El motivo que me llevó a sentarme a escribir estas líneas también tuvo
que ver con un aniversario. Sin embargo, esta conmemoración no mantiene
relación con los fogones repletos de asados que inundaron la avenida Solanet de
mi querido pueblo. No se trató de carnes rojas pero sí de la otra gran pasión
de los argentinos: el fútbol. Ese deporte que tan feliz nos hace ante cada
victoria de nuestro equipo y que nos deja un sabor amargo y una bronca
incontrolable en las derrotas.
Personalmente me siento un tipo desafortunado. Ojo,
no lo digo por la vida misma. Sería muy injusto de mi parte sentirme así
teniendo en cuenta las dificultades que sufre cotidianamente mucha gente en todo el mundo. Mi
grado de infelicidad está referido exclusivamente al ámbito futbolístico, a ese
22 de junio de 1986. Cada vez que tengo el privilegio de dialogar con algún
familiar o conocido, que tuvo la suerte de ser contemporáneos a aquel partido, siento
una envidia insalubre, impropia de mi personalidad. Y es allí donde mi cabeza
empieza a buscar culpabilidades ilógicas. Qué porqué mis viejos no se
conocieron antes, lo mismo para mis
abuelos y bisabuelos, continuando con todo un árbol genealógico interminable.
Todos son culpables de alguna manera u otra por abortarme la posibilidad de ver
al Diego desparramando ingleses en vivo y en directo.
Pienso que el momento del hecho es donde más felices
somos. Por ejemplo, sí estamos a punto de darle un beso a la chica/o que nos
gusta, en la previa vamos a estar dominados por una serie de nervios e
inquietudes. A su vez, el post suceso será el recuerdo y la alegría de lo que
fue. Sin embargo, las emociones más fuertes las vamos a sentir en el instante
donde le estampamos el beso que tanto esperamos. Lo mismo pasa cuando vamos a
la cancha a ver al equipo que amamos y el goleador marca un gol o el árbitro
pita el final del partido, brindándonos la posibilidad de gritar campeón.

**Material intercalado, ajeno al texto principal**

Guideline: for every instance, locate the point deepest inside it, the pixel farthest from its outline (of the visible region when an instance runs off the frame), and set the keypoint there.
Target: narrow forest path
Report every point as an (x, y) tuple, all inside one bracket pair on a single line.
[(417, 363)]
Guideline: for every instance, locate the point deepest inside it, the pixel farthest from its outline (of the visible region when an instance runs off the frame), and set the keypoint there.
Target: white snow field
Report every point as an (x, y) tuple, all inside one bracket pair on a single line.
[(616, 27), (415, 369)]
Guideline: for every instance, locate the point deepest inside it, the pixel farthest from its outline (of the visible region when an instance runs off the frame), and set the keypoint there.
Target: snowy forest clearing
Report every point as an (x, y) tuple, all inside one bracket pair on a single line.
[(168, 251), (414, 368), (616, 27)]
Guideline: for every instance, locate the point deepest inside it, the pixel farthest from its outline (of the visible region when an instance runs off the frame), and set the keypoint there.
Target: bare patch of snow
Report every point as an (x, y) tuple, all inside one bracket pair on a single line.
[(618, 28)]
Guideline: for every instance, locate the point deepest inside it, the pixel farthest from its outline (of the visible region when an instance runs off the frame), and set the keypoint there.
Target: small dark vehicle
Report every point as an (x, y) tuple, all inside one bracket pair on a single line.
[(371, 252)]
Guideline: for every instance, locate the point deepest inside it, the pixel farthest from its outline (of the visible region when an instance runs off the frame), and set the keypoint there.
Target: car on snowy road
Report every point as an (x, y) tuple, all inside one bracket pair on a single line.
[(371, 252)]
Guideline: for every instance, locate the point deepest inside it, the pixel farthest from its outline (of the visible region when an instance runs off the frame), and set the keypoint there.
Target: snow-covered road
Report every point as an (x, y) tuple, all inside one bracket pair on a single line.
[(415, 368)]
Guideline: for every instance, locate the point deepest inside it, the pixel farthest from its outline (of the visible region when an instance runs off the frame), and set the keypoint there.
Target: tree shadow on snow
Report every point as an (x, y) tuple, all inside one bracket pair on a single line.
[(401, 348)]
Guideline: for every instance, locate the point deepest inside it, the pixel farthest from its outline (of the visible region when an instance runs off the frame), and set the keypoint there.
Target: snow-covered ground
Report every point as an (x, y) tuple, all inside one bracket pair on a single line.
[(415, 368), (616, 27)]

No obstante, muchas veces tuve que conformarme con
interactuar con la imaginación para suplicarle que me llevara a fantasear lo
que habría sido de mi si hubiese estado presente aquel día. Nuevamente miles de preguntas
surgieron de la nada y murieron al no encontrar una respuesta posible. Porque por más que lo intentemos una y mil veces, es imposible engañar a la mente; por ende no existe ninguna manera de experimentar ese momento increíble. Entonces tuve que resignarme a volver a escuchar a esos cuarentones afortunados que, con
una risa sobradora, se dieron el gusto de hacerme sentir un tipo destinado a no
conocer nunca la felicidad completa.
Aquella tarde un morochito vestido de azul, pero con
el corazón celeste y blanco, arrancó desde atrás de mitad de cancha con un solo
objetivo: el arco rival. El espectacular estadio Azteca era el escenario principal,
aunque para él era como jugar en alguna canchita ubicada en Villa Fiorito. Tomó
la pelota y encaró, ya de movida dejó a dos ingleses en el camino, siguió por
el tercero, luego el cuarto y al ingresar al área desparramó al arquero Shilton
y, cayéndose, la empujó para finalizar la obra de arte más importante de la
historia de los mundiales.
Aproximadamente doce segundos duró la mejor expresión
del potrero argentino, la que ridiculizó por la eternidad a los inventores del
deporte más lindo del mundo. Se cumplieron treinta años de aquel gol de
Maradona a Inglaterra, del barrilete cósmico; y a pesar de haberlo visto millones de veces y
desde todos los ángulos posibles, me quedará la espina de no haber tenido la suerte de estar presente. De hecho, siempre me preguntaré lo mismo: ¿Qué sensaciones hubieran pasado por mi cuerpo?. En definitiva, respuesta que nunca podré tener, simplemente por ser un tipo desafortunado.